The Summer Tanager is typically found in forest edge, second-growth woodland, and shrubby clearings, as well as in parks and gardens in towns, and in woodland thinned for coffee plantations at elevations up to 2,000 m (6,560 feet). They are generally solitary individuals that forage in mid and upper levels of forest trees making them difficult to locate. They can be found in migratory flocks of up to 30 individuals. The primarily consume bees and wasps but also consume a wide variety of flying and nonflying insects. Their diets are also supplemented with fruits (bananas, blackberries, mulberries, and pokeweed) on a seasonal basis. They are also known for their unique song. Their life spans are up to five years. They are not conspicuous spending the majority of their time well concealed in foliage and very little about their biology and behavioral patterns has been documented.

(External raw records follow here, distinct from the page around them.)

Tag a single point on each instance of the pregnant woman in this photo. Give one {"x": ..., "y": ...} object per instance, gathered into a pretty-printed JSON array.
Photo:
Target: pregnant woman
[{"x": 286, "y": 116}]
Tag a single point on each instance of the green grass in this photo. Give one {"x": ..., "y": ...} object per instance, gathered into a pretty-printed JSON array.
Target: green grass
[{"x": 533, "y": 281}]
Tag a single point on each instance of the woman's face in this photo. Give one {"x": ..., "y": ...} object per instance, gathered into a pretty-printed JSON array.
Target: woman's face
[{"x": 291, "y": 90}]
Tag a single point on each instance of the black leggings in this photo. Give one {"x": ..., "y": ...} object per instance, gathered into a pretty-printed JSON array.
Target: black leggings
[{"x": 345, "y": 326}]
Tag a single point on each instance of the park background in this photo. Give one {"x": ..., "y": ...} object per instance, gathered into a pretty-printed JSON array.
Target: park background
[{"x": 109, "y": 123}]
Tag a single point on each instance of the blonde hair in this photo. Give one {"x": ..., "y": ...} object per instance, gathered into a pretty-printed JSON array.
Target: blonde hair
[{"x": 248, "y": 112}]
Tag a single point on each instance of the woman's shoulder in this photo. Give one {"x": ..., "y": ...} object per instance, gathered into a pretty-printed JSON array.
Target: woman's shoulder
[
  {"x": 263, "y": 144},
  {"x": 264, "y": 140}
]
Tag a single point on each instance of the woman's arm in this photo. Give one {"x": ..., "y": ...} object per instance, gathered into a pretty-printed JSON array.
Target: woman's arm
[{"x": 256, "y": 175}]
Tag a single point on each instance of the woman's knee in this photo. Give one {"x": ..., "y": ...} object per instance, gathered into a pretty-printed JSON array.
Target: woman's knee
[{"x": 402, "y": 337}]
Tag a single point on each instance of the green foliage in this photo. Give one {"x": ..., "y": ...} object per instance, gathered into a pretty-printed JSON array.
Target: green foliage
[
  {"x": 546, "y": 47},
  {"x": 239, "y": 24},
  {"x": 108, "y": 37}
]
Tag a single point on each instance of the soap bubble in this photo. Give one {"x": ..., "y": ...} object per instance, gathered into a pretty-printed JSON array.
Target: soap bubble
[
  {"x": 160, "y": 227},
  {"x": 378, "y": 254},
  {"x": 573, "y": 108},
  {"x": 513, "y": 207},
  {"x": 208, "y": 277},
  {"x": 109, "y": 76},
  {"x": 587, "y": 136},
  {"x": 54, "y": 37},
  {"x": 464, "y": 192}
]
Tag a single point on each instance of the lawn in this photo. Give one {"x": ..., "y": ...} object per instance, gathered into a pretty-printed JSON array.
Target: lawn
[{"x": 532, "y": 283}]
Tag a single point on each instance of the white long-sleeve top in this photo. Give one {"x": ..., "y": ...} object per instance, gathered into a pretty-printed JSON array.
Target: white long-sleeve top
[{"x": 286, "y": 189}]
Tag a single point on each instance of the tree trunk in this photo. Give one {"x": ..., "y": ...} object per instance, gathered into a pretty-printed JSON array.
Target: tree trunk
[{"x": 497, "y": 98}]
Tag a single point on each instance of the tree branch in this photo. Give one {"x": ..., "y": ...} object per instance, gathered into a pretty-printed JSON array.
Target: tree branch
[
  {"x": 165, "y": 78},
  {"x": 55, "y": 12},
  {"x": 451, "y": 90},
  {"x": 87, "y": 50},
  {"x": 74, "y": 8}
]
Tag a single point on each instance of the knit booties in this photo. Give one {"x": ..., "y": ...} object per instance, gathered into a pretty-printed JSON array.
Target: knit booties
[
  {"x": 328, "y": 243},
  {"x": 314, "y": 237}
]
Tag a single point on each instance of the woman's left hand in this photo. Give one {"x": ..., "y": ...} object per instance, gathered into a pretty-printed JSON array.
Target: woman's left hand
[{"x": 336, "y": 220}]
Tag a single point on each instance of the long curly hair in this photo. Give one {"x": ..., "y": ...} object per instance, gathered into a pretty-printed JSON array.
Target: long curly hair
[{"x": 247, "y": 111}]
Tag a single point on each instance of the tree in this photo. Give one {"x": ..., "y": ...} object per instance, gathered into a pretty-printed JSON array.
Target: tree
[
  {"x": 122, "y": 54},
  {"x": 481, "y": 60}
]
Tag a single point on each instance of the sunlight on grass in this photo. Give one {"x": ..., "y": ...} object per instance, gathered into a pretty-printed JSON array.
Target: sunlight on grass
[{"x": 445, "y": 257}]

The Summer Tanager is found in northern parts of Mexico during the summer months and winters in all parts of the southern half of the country. The cooperi subspecies is found in northeast Baja California, Sonora, northern Durango, Coahuila and Nuevo León during the summer months and in central and southern Mexico, from Southern Sinaloa south to Michoacán, Morelos and Guerrero during the winter. The rubra subspecies is found in Michoacán, Puebla, Veracruz and Yucatán.
From a conservation perspective the Summer Tanager is currently considered to be of Least Concern with stable, widely distributed populations. In some regions their populations have significantly declined which has been attributed destructions of their riparian forest breeding habitat and deforestation within their wintering range.